I took Lula to see ‘Up‘ yesterday. It’s the new Pixar / Disney movie. It’s about an old man who spends his whole life dreaming of going to a place called Paradise Falls with his wife. Oooh, as I write that I realise it sounds like I took Lula to watch some porn. This was Disney – defintely no porn. Paradise Falls was a place not a feeling. Anyway, they dreamt about it but never did it because life got in the way (see where I’m going with this?). The wife died (lula spent the next two hours announcing at regular intervals ‘But mummy WHY did his mother die?’ – ‘It wasn’t his mother, it was his wife and she died because she got old shhhhh’ – ‘But WHY did his mother die?’). The old guy decided that he would fulfil their lifelong dream and go. Only, when he got there, after attaching some balloons to his house, meeting a talking dog and rescuing an emu like bird called Kevin from the clutches of a bad man who looked like John Lithgow, he found the scrap book his wife had made when they were kids and had dreamt of visiting Paradise Falls. She’d filled it with other pictures of their life together. You see, she’d been happy with the life they’d had.
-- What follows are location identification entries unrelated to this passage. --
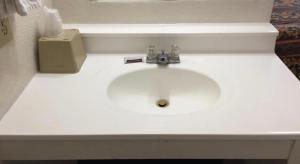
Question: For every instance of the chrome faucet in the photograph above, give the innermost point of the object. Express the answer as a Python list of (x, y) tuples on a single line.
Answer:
[(163, 58)]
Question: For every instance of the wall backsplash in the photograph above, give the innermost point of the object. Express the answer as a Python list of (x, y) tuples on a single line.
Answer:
[(18, 57)]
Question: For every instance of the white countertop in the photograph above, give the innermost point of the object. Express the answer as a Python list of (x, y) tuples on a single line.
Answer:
[(264, 104)]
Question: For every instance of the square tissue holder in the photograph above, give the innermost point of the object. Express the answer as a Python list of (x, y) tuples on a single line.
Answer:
[(61, 54)]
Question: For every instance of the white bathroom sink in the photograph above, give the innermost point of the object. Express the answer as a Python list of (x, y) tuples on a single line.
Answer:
[(164, 90)]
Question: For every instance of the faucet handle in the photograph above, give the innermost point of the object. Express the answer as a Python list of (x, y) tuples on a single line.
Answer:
[(151, 52), (174, 55), (174, 51)]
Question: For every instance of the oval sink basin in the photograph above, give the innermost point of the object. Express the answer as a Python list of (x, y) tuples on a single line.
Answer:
[(164, 91)]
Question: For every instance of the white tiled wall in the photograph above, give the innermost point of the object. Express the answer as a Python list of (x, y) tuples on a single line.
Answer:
[(18, 57)]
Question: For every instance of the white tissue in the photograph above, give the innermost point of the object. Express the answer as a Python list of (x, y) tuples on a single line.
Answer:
[(53, 25)]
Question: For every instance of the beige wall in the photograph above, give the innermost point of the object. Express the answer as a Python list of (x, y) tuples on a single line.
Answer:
[(83, 11), (18, 57)]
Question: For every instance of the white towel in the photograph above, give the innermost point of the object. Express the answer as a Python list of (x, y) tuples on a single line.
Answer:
[(22, 7)]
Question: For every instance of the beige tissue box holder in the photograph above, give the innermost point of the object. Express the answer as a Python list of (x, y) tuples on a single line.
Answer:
[(62, 54)]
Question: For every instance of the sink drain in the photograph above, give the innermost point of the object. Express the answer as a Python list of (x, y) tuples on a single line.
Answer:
[(162, 103)]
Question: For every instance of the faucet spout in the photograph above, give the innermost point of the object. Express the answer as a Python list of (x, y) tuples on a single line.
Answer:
[(163, 58)]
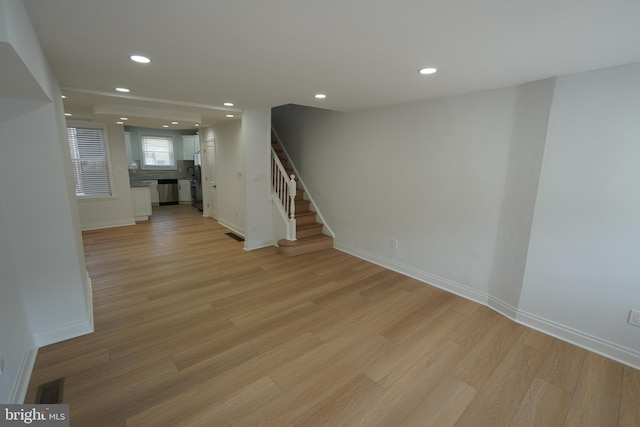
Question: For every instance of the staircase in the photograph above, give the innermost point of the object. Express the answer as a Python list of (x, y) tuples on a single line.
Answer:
[(308, 231)]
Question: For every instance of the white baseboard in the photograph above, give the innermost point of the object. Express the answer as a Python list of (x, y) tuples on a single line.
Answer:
[(233, 227), (582, 339), (61, 333), (89, 300), (428, 278), (24, 376), (106, 224), (589, 342)]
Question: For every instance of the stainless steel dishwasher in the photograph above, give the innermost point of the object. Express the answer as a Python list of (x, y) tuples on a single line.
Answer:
[(168, 191)]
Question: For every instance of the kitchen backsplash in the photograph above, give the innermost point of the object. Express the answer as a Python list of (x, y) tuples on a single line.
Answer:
[(180, 172)]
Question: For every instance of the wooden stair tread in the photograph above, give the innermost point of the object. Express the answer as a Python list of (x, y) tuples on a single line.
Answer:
[(308, 226), (305, 245)]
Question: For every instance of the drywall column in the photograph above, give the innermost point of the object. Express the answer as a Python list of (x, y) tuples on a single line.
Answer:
[(582, 273), (531, 118), (39, 224), (256, 137)]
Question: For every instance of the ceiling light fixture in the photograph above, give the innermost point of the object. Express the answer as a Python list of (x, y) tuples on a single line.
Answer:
[(428, 70), (140, 59)]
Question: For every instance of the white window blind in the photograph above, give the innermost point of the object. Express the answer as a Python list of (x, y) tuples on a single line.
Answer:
[(89, 159), (157, 152)]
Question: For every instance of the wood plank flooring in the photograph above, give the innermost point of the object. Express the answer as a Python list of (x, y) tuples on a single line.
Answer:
[(191, 330)]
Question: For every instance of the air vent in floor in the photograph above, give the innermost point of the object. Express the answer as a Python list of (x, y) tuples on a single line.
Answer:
[(50, 393), (235, 236)]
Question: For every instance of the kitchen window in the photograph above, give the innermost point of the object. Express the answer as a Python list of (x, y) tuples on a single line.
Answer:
[(89, 157), (157, 152)]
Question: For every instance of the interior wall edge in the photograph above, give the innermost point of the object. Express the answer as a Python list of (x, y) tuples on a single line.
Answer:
[(598, 345), (24, 375)]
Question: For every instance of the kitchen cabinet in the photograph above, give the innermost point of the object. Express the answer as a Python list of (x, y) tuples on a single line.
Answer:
[(184, 191), (190, 145), (141, 200)]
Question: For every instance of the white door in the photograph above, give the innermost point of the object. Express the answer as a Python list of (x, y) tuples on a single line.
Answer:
[(209, 158)]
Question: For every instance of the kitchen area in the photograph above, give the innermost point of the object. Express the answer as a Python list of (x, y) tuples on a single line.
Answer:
[(164, 168)]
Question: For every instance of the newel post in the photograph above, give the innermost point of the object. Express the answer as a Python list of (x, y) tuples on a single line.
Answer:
[(292, 207), (292, 195)]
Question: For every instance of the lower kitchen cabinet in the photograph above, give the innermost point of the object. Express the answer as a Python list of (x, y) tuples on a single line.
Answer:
[(184, 191), (141, 199)]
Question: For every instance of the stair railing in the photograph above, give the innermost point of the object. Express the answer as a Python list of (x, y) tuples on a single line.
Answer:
[(284, 193)]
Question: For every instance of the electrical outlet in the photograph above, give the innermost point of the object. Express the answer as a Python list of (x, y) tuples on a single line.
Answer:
[(634, 317)]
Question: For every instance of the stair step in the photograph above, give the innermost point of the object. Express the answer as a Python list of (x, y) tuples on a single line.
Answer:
[(303, 218), (308, 230), (302, 205), (305, 245)]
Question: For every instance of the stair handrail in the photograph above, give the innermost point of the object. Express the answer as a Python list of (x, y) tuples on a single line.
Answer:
[(325, 227), (284, 189)]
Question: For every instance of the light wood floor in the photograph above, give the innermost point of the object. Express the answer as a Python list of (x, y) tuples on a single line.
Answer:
[(190, 329)]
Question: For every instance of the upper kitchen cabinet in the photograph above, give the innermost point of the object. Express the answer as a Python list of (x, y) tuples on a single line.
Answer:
[(190, 145)]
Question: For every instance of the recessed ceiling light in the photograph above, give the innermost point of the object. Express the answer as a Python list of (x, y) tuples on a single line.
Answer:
[(140, 59), (428, 70)]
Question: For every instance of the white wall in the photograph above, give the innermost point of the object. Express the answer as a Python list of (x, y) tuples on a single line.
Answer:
[(116, 210), (44, 269), (256, 141), (528, 138), (582, 274), (523, 198), (15, 333), (230, 175), (428, 174)]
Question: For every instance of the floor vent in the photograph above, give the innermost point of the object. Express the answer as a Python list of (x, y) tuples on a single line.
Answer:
[(50, 393), (235, 236)]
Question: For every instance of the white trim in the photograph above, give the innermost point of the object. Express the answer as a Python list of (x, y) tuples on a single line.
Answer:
[(581, 339), (428, 278), (107, 224), (89, 300), (325, 226), (233, 228), (624, 355), (260, 245), (61, 333), (21, 385)]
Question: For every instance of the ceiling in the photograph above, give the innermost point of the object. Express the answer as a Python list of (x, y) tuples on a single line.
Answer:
[(360, 53)]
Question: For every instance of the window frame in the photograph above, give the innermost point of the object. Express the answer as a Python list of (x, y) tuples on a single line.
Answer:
[(172, 153), (109, 164)]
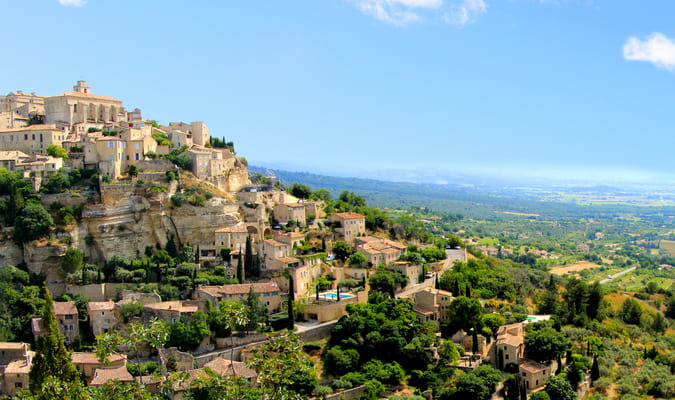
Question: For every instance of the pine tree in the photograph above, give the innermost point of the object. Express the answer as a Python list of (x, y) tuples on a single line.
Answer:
[(248, 258), (595, 369), (51, 357), (240, 269)]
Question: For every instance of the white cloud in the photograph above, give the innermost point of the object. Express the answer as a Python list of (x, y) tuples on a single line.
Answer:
[(402, 12), (73, 3), (656, 49), (465, 12)]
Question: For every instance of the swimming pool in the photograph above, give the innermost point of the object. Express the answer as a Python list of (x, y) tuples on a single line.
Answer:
[(333, 296)]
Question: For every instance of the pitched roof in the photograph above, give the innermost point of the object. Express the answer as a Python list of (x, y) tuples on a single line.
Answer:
[(531, 366), (225, 367), (90, 358), (349, 215), (65, 308), (42, 127), (287, 260), (244, 288), (103, 375), (275, 243), (12, 345), (173, 306), (510, 340), (19, 366), (88, 96), (101, 306), (239, 228), (12, 155)]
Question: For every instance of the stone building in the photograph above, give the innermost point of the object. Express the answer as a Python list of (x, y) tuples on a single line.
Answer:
[(87, 363), (379, 251), (169, 311), (269, 292), (15, 362), (351, 225), (103, 316), (432, 305), (81, 107), (32, 139), (66, 319), (288, 212)]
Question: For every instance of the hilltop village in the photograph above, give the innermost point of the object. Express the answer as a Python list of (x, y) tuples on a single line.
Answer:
[(133, 226)]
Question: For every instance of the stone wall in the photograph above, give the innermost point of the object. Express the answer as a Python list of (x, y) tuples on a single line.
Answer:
[(96, 292), (348, 394), (155, 165), (321, 331), (67, 199)]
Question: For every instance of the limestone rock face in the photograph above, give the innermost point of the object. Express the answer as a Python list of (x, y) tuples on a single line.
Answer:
[(126, 226)]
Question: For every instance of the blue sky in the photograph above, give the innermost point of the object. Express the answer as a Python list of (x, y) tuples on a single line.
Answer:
[(571, 88)]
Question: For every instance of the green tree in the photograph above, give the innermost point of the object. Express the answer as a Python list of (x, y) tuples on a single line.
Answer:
[(465, 313), (300, 191), (188, 332), (631, 312), (57, 183), (57, 151), (545, 344), (357, 259), (249, 268), (132, 170), (342, 250), (32, 223), (256, 311), (71, 261), (240, 269), (51, 357), (559, 389)]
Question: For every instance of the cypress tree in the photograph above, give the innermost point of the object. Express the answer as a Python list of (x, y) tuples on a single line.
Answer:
[(291, 298), (51, 357), (474, 338), (595, 369), (248, 260), (240, 269)]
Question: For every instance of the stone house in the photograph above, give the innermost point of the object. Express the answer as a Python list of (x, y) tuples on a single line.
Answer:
[(293, 239), (16, 374), (66, 319), (352, 225), (287, 212), (169, 311), (80, 106), (379, 251), (432, 305), (9, 158), (232, 237), (509, 346), (103, 375), (32, 139), (409, 270), (534, 374), (87, 363), (269, 292), (271, 249), (103, 316)]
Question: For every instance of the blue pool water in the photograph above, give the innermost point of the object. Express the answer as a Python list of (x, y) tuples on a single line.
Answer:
[(333, 296)]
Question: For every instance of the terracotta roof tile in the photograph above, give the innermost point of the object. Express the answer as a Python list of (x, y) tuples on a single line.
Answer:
[(349, 215), (65, 308), (103, 375), (244, 288)]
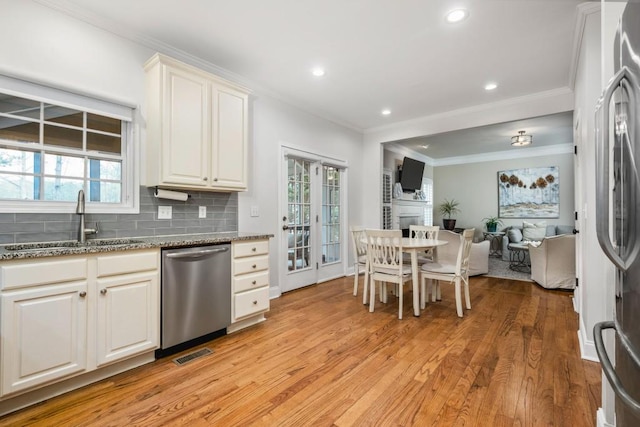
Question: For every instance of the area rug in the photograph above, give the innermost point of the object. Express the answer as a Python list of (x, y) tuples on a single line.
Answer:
[(499, 268)]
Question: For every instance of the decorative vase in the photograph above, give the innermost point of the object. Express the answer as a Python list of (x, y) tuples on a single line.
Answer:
[(449, 224)]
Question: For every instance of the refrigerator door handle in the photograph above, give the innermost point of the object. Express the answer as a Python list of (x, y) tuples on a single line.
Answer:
[(602, 171), (608, 368)]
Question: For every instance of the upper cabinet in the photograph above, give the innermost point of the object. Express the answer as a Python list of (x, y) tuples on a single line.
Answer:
[(197, 126)]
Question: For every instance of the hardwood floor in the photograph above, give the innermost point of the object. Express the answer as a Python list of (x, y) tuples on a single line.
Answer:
[(322, 359)]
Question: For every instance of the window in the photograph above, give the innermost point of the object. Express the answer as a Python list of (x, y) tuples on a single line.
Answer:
[(49, 151)]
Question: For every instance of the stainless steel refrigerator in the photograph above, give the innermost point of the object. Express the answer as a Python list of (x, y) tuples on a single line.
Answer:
[(618, 214)]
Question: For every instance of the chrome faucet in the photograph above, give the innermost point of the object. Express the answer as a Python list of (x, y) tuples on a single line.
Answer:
[(83, 231)]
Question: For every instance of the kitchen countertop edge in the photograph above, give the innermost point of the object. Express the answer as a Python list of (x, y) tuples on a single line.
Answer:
[(131, 243)]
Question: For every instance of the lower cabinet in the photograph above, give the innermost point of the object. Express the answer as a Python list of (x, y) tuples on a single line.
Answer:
[(61, 322), (250, 292), (44, 332)]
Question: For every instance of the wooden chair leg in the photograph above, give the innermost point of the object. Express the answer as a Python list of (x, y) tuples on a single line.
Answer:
[(466, 295), (399, 288), (365, 288), (372, 294), (355, 279), (458, 298)]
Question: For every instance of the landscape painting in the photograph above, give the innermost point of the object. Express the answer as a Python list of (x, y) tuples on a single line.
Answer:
[(529, 193)]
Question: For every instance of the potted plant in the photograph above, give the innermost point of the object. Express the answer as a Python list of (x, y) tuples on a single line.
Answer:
[(448, 208), (492, 223)]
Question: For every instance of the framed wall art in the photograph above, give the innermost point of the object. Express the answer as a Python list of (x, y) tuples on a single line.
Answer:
[(529, 193)]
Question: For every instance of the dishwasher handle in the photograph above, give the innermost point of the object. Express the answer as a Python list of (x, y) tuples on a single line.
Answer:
[(197, 254)]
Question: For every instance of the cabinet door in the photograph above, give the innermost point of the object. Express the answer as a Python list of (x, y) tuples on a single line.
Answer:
[(229, 155), (128, 316), (44, 332), (185, 128)]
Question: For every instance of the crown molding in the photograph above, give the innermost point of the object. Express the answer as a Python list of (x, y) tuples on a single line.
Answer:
[(74, 11), (584, 10), (506, 155)]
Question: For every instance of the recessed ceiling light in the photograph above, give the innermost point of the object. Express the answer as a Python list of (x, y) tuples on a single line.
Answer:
[(457, 15)]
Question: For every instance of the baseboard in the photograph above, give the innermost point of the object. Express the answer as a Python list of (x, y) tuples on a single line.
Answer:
[(600, 419)]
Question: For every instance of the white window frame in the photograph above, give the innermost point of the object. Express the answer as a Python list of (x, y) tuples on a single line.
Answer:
[(130, 202)]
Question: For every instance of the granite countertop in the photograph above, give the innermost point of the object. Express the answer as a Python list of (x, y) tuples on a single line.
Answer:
[(71, 247)]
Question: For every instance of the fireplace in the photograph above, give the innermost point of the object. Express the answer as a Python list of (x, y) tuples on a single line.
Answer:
[(406, 213)]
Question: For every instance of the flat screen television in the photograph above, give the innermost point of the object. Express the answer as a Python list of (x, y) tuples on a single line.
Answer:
[(411, 177)]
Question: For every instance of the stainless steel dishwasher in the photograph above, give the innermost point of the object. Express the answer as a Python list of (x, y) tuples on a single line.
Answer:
[(196, 296)]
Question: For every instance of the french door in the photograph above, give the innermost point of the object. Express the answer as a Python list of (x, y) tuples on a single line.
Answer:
[(313, 229)]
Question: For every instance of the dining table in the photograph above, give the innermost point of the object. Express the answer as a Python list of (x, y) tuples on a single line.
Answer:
[(413, 246)]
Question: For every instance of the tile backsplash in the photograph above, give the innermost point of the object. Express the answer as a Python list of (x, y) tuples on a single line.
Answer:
[(222, 215)]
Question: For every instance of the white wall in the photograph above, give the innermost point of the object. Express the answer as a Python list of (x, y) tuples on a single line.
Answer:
[(274, 124), (475, 186), (44, 45)]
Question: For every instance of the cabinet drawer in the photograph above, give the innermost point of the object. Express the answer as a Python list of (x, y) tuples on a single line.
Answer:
[(251, 302), (251, 264), (128, 262), (250, 281), (254, 247), (36, 273)]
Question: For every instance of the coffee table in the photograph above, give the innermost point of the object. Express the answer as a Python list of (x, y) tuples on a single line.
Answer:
[(518, 257)]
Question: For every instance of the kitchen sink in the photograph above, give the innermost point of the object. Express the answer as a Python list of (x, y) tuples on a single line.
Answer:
[(47, 246)]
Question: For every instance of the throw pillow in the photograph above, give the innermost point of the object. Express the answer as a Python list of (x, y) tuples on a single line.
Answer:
[(515, 235), (534, 232)]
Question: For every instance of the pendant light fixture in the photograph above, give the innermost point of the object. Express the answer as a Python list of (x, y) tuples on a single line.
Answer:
[(521, 139)]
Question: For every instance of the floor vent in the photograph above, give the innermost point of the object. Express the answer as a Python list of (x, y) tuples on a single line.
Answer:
[(192, 356)]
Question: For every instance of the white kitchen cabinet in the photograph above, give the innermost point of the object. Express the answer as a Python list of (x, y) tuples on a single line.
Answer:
[(128, 303), (197, 127), (250, 277), (44, 333), (70, 315)]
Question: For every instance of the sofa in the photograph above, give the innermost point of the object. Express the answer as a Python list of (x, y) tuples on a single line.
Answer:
[(514, 234), (553, 262), (448, 254)]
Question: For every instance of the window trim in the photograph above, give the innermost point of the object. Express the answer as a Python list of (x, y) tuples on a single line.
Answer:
[(91, 104)]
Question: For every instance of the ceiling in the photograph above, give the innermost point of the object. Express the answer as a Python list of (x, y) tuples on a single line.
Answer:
[(397, 55), (549, 130)]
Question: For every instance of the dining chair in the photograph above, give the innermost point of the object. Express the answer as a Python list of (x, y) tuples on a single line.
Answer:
[(359, 242), (384, 252), (457, 274)]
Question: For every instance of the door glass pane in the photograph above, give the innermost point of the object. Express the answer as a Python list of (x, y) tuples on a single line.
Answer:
[(299, 219), (103, 143), (19, 130), (67, 116), (331, 244), (62, 137)]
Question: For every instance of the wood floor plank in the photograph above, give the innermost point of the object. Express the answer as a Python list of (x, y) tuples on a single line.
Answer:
[(321, 359)]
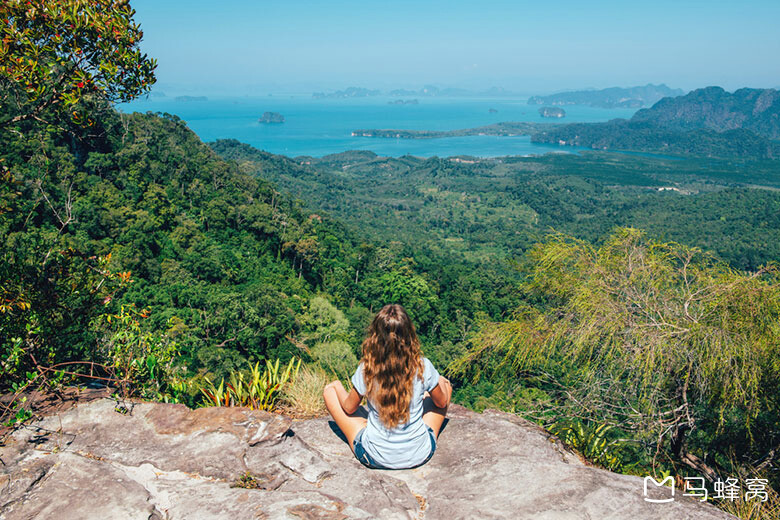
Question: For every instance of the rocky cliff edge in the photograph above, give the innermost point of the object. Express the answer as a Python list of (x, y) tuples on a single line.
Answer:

I felt like sicking up my popcorn. Was Disney telling me that sometimes we spend our lives dreaming of another place and actually we forget to have the adventure that is sitting on our doorstep? But then that can’t be right, because this is the same people who market the Magic Kingdom at us. If that was the message, we’d all stay home and make do with cbeebies and not go see Mickey in Florida. I didn’t expect to be so philosophically challenged by a U rated film. John is impressed with my analysis I can tell, but after Lula’s garbled interpretation of the film, ‘there was a balloon and a man and his mother died.’ I don’t think he wishes he came with us.

At the end of the film, the old guy lets go of his house, which he’s clung onto, quite literally, the whole way through. He realises that it’s all about people at the end of the day. He nicks the airship belonging to John Lithgow (called the spirit of adventure) and that becomes his travelling home and he starts hanging out with a boyscout (hmmmm). So there’s a contradiction. Possibly, the sufi-like wisdom of the people at Pixar is translatable as ‘you’re never too old to have an adventure and that ultimately, home is where the heart is’. Which is to say, where the people you love are (in his case his dog and the boy scout). We don’t have a dog. Just a cat (which reminds me anyone want a cat?). We do have people we love though. We don’t mind so much about leaving the house behind. It’s just things as John reminds me when I start gazing longingly at bits of furniture and my shoes. But people, leaving them behind, that’s going to be hard.